Orthographic transcription


By orthographic transcription is meant the use of the standard spelling conventions of the language. Orthographic transcriptions are used in large scale speech corpora and in corpora used for research in which details about the pronunciation of words are not important. In the first case, a detailed transcription of at least part of the corpus is perhaps desirable (especially if such a corpus is used for training  of speech recognition systems ), but because of the huge amount of work this cannot always be done. In the latter case, precise transcriptions are simply not necessary.

The use of normal spelling necessarily implies a compromise between the sounds heard and what is written down. Particularly in the case of spontaneous speech , there may be a significant discrepancy between what is heard and the symbolic representation used to encode it (see Appendix M for the guidelines for orthographic transcription used in the SPEECHDAT  corpora).

Reduced word forms


Because of the discrepancy between what is heard and what is written, many developers of spontaneous speech  corpora have decided to provide an indication of reduced word forms, using the reduced forms given in the standard dictionary   for the language. However, in the interests of consistency, developers are sometimes forced to use forms not present in the dictionary. For example, in German, a preposition is often contracted together with a following article, forming one word and thus reducing the number of syllables  (e.g. ``zu der'' is pronounced and written as ``zur''). These forms occur in the Duden dictionary  (a standard German dictionary). However, in the VERBMOBIL  corpus, the developer is also permitted to write ``fürn'' for ``für den'', although this form does not exist in the dictionary. Similarly, in the Dutch Speech Styles corpus it was decided to indicate reduced word forms. Criteria for indicating reduced forms in an orthographic transcription may be a) frequency of occurrence of these forms and b) reduction in the number of syllables . The reduced word forms used should be listed in the accompanying documentation.    

Dialect forms


Even in speech corpora covering the standard variety of a given language, speakers may have their own idiolect  or may use words that have a dialect basis. These words have to be marked in the transcription . The developers of the VERBMOBIL  corpus chose an orthographic means of indicating dialect words which are not in the Duden dictionary . It is possible to give information about the meaning behind these words, as in the following, explaining the dialect form of the greeting ``good morning'' spoken in the North of Germany: ``moin, moin <; norddeutsche Grußformel>''



In orthographic transcriptions, numbers are usually spelled out in full rather than being written in digit form. In some cases, the decision is made to deviate from the standard spelling in order to avoid excessively long words. For example, in the VERBMOBIL  corpus the numbers 13 to 99 as well as the hundreds from 1 to 19 (the years) are written as a single word in accordance with German orthographic conventions. However, all other numbers are written separately, and thus do not conform to the normal rules. Examples follow:

1993: neunzehnhundert dreiundneunzig
3049614: drei Millionen neunundvierzig tausend
sechshundert vierzehn
349: dreihundert neunundvierzig

Abbreviations and spelled words

In orthographic transcriptions, the full form of an abbreviation is usually written. Hence ``e.g.'' is written as ``for example'', and German ``usw.'' is written as ``und so weiter''. Abbreviations which are pronounced as words in their own right are spelled as words (e.g. Benelux, OPEC, NATO ).
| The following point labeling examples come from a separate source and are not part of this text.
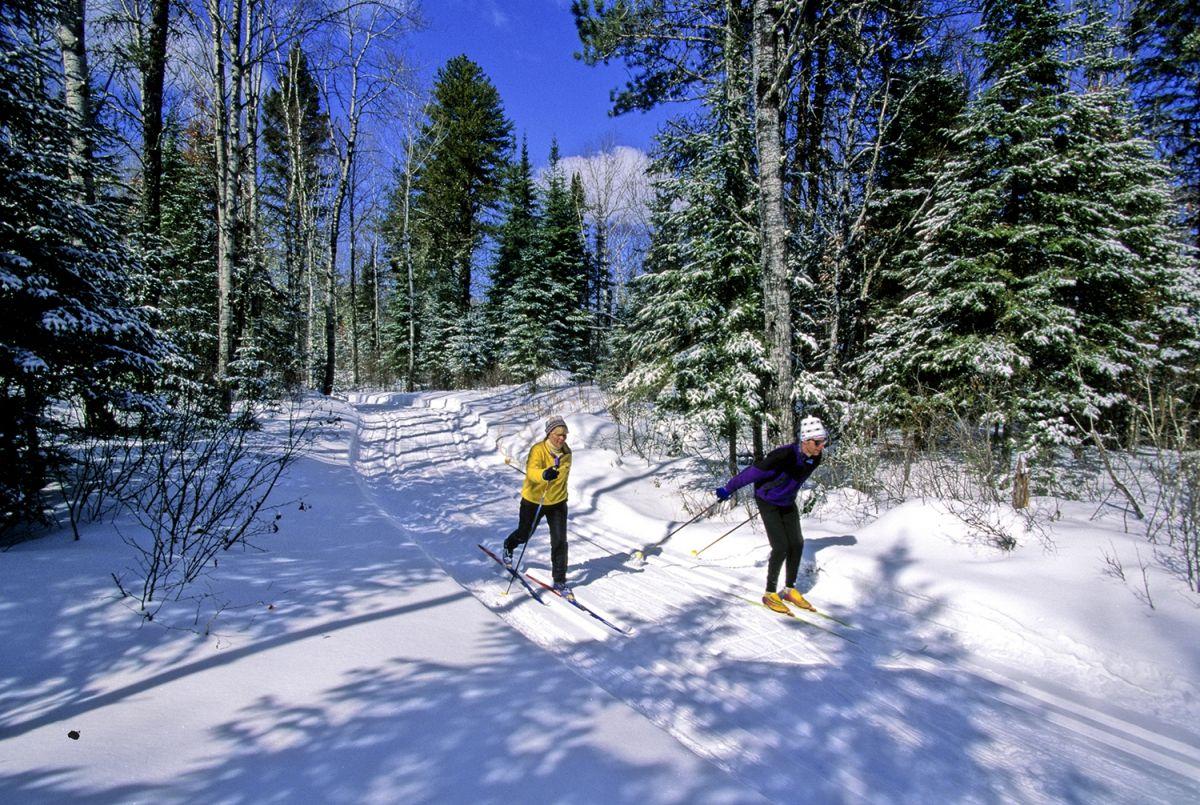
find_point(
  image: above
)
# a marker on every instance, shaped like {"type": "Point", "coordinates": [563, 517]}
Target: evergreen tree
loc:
{"type": "Point", "coordinates": [295, 174]}
{"type": "Point", "coordinates": [456, 190]}
{"type": "Point", "coordinates": [930, 103]}
{"type": "Point", "coordinates": [514, 260]}
{"type": "Point", "coordinates": [1037, 292]}
{"type": "Point", "coordinates": [690, 336]}
{"type": "Point", "coordinates": [562, 269]}
{"type": "Point", "coordinates": [189, 312]}
{"type": "Point", "coordinates": [1164, 40]}
{"type": "Point", "coordinates": [70, 337]}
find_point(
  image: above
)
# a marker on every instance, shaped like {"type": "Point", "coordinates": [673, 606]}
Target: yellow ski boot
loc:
{"type": "Point", "coordinates": [792, 595]}
{"type": "Point", "coordinates": [775, 604]}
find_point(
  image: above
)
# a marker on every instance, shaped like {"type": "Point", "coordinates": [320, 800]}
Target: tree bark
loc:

In spoken language corpora such as POLYPHONE , speakers were asked to read out  (among other things) spelled words. Words can be spelled out in different ways, as follows. Firstly, the names of the letters can be pronounced (e.g. A, B, C), but one can also use words beginning with the letter concerned, like Alpha, Bravo, Charlie (as in the radio alphabets used by the military etc.). Spellings must be indicated in orthographic transcriptions, including the case when only part of the word is spelled out, as in (German) ``USA-trip'', ``Vitamin-C''. In the VERBMOBIL  corpus, spellings are indicated by capitals preceded by $: $U-$S-$A-trip, Vitamin-$C.


  Interjections such as ``ah'', ``oh'', ``mm'', or the French ``hein'' must be shown according to the standard spelling of these forms in the given language. If there is no standard spelling for a certain interjection, it is necessary to decide on a spelling, and ensure it is included in the documentation   associated with the corpus.
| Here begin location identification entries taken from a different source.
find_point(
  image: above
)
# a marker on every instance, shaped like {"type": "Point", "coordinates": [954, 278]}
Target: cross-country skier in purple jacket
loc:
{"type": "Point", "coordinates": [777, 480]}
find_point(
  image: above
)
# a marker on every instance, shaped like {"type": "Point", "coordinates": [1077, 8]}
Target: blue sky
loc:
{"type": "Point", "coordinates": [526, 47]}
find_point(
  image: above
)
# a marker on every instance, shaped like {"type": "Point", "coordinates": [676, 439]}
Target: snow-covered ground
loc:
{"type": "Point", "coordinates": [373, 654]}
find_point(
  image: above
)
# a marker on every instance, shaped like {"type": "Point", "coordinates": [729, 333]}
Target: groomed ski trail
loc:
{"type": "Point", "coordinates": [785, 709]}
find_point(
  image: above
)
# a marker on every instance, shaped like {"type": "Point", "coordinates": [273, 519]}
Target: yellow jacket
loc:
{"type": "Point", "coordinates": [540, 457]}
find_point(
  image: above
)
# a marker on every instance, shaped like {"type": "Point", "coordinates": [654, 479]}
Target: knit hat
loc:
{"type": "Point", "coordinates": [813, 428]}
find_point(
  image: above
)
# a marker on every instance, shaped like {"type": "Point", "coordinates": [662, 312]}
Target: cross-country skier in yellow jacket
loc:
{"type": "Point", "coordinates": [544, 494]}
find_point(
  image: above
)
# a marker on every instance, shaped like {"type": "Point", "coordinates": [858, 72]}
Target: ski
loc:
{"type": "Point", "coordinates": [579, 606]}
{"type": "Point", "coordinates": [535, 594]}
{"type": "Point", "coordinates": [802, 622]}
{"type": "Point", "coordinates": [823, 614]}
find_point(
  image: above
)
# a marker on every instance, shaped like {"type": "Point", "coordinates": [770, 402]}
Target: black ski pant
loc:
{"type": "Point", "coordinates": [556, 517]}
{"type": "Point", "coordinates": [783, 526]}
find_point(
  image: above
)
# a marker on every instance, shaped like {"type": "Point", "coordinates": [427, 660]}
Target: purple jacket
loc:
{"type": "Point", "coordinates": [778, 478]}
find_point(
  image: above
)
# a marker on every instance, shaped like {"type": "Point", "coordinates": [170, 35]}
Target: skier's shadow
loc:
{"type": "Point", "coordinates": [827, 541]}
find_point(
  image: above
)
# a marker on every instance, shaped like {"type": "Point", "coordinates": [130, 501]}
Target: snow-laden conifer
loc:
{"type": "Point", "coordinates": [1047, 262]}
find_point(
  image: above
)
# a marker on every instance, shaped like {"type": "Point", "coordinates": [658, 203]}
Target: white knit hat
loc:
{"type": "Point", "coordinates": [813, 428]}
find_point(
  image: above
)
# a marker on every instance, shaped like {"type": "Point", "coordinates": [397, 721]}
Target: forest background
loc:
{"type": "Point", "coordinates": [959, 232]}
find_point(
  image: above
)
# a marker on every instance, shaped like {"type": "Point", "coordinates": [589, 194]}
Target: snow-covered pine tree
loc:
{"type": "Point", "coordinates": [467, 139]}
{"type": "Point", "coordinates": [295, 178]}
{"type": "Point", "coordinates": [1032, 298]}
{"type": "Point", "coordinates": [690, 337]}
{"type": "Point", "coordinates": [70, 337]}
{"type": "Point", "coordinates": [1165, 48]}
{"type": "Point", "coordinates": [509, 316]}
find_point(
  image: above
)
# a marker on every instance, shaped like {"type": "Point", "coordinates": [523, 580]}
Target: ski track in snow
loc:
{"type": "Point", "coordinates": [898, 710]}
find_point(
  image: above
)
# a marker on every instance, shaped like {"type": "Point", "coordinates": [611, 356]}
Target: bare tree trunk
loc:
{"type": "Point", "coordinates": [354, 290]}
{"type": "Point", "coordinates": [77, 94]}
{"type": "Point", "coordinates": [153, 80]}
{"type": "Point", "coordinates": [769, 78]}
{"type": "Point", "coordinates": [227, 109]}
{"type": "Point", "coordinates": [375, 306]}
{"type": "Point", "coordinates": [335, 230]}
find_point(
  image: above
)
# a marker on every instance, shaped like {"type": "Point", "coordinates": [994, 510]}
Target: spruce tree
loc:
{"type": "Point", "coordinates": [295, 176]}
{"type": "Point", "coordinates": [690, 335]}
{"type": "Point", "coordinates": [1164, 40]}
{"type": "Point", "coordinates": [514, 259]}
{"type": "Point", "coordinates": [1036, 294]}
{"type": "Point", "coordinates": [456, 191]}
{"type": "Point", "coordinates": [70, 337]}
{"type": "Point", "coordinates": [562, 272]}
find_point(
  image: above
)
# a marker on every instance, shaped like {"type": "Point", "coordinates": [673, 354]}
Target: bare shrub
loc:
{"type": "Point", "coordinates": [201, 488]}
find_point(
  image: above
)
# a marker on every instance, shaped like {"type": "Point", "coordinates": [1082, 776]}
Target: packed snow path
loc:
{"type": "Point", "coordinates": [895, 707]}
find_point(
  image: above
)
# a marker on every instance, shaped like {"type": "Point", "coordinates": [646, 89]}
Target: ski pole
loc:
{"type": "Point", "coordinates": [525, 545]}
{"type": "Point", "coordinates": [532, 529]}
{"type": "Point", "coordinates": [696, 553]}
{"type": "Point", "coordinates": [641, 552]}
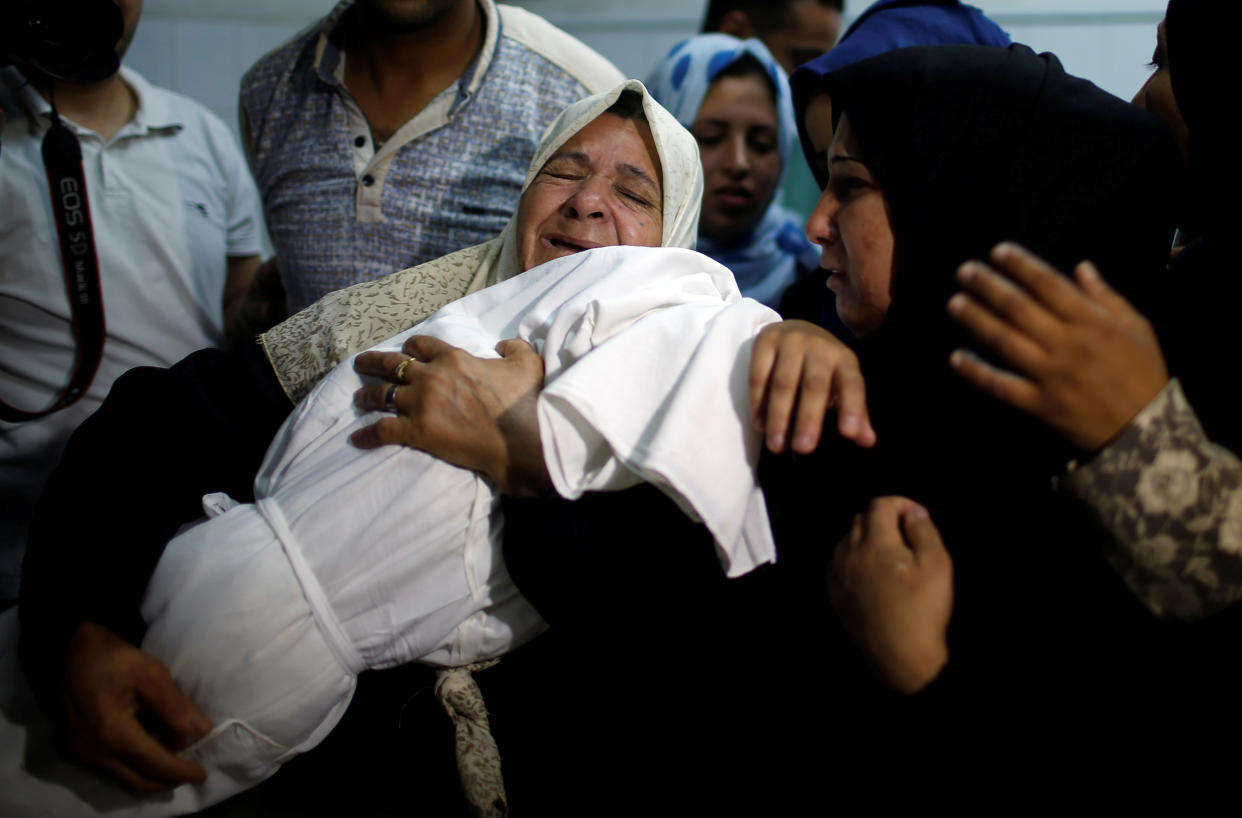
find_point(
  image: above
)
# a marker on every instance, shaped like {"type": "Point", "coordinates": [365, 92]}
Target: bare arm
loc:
{"type": "Point", "coordinates": [1084, 361]}
{"type": "Point", "coordinates": [114, 695]}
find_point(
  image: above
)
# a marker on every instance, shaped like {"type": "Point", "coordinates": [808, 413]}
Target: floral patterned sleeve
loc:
{"type": "Point", "coordinates": [1171, 502]}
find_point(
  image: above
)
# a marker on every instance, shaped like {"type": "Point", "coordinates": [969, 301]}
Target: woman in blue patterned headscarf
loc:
{"type": "Point", "coordinates": [734, 98]}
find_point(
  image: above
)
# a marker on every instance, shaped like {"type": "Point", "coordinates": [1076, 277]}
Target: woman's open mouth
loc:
{"type": "Point", "coordinates": [734, 196]}
{"type": "Point", "coordinates": [570, 245]}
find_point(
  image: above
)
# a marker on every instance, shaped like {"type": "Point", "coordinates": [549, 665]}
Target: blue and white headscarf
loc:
{"type": "Point", "coordinates": [765, 261]}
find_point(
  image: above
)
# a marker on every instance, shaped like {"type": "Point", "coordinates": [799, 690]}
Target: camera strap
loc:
{"type": "Point", "coordinates": [62, 158]}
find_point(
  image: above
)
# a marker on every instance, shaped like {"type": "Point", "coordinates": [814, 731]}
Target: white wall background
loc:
{"type": "Point", "coordinates": [201, 49]}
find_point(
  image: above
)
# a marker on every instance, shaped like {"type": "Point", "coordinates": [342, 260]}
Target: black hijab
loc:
{"type": "Point", "coordinates": [1197, 322]}
{"type": "Point", "coordinates": [973, 145]}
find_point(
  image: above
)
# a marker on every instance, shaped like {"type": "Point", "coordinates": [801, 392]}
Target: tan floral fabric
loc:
{"type": "Point", "coordinates": [307, 345]}
{"type": "Point", "coordinates": [1171, 502]}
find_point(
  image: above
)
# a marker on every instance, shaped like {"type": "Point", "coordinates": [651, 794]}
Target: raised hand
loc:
{"type": "Point", "coordinates": [1084, 360]}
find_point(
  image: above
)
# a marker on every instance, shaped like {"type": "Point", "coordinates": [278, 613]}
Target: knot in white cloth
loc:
{"type": "Point", "coordinates": [478, 759]}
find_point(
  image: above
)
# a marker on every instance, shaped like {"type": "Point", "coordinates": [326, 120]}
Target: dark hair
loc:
{"type": "Point", "coordinates": [765, 15]}
{"type": "Point", "coordinates": [629, 106]}
{"type": "Point", "coordinates": [749, 66]}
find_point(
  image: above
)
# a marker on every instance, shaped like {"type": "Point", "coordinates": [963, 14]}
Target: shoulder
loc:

Orthographic transcription of read speech 

When orthographic transcriptions  are used for corpora containing read speech, the original written text may function as the default transcription. The transcription indicates how well the written text was read by the speaker. For single words or short sentences, speakers will make relatively few mistakes, as has been found by the Dutch POLYPHONE  Corpus and the GRONINGEN Corpus. However, in the case of read texts (even short texts), it appears that speakers often make mistakes. These mistakes are mostly related to deletions  of words, false starts, or hesitations. Speakers may also add words not present in the text, or they may use a different word order. Furthermore, speakers may mispronounce words. For example, they may add, omit, or scramble syllables .
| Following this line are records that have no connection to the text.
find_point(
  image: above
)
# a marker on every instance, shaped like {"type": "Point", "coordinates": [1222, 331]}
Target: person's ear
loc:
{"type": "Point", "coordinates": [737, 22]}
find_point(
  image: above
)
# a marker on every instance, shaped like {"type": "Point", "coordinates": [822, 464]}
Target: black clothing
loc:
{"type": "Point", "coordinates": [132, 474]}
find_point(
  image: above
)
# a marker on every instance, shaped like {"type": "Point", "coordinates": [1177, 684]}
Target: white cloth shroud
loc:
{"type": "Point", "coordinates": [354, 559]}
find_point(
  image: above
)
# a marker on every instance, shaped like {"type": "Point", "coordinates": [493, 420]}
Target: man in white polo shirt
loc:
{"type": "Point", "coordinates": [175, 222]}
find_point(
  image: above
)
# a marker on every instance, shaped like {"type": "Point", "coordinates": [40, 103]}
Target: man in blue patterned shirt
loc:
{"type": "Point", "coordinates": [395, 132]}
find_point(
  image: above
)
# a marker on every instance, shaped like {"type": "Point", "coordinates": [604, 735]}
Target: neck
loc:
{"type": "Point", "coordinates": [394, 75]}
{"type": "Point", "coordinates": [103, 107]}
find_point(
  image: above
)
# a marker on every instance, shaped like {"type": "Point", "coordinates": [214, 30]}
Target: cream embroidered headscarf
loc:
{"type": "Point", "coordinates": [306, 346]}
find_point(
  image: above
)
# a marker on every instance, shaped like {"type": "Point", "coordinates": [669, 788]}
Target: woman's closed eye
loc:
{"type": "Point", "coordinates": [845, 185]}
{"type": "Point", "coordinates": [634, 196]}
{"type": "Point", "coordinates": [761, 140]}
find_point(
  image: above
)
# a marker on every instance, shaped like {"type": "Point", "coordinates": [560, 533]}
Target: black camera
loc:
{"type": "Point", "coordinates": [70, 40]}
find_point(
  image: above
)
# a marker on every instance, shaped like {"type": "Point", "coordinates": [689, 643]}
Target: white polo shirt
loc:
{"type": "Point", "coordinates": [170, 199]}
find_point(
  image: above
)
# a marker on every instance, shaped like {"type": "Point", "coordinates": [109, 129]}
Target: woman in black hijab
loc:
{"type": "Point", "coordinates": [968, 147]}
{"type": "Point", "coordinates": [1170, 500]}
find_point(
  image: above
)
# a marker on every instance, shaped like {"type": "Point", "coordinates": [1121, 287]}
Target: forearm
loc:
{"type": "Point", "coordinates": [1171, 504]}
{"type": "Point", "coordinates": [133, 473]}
Depending on the intended application of a corpus containing read as well as spontaneous speech , such dysfluencies must be indicated in the orthographic transcription. If the corpus is to be used for initialising speech recognition systems , every sound must be annotated, including hesitations, filled pauses etc. Research on reading errors will also require annotation  of such dysfluencies. On the other hand, if a corpus is to be used to determine the type of syntactic structures  typically used in a certain dialogue system,  then it is not necessary to indicate all events occurring in the signal. For an overview of annotations  which can be used in an orthographic transcription and subsequent phonetic labelling see [Kohler et al. (1995)]. These annotations  concern verbal sounds made by the speaker (e.g. hesitations, coughing, laughing), as well as background noises  (slamming of doors, ringing of telephones).  

Orthographic transcription as the first of many levels

Some projects may wish to produce the orthographic transcription as the first of several linguistic levels of annotation.  In this case, the next level will be the citation-phonemic form of the speech. If an on-line pronouncing dictionary   is available, the citation-phonemic form may be derived automatically from the orthography, thus saving time.

When transcribing a corpus orthographically, it is advisable to generate a list of all unique word forms found in the transcription. This list will then form the input to a grapheme-to-phoneme conversion   module (which may involve accessing a phonemic dictionary  and/or running letter-to-sound rules). The output of this module will be a table with the citation-phonemic forms  (canonical forms)  of the speech, which can form a basis for later adaptation to various accents  of the same language. This procedure is followed, for example, in the SPEECHDAT corpora.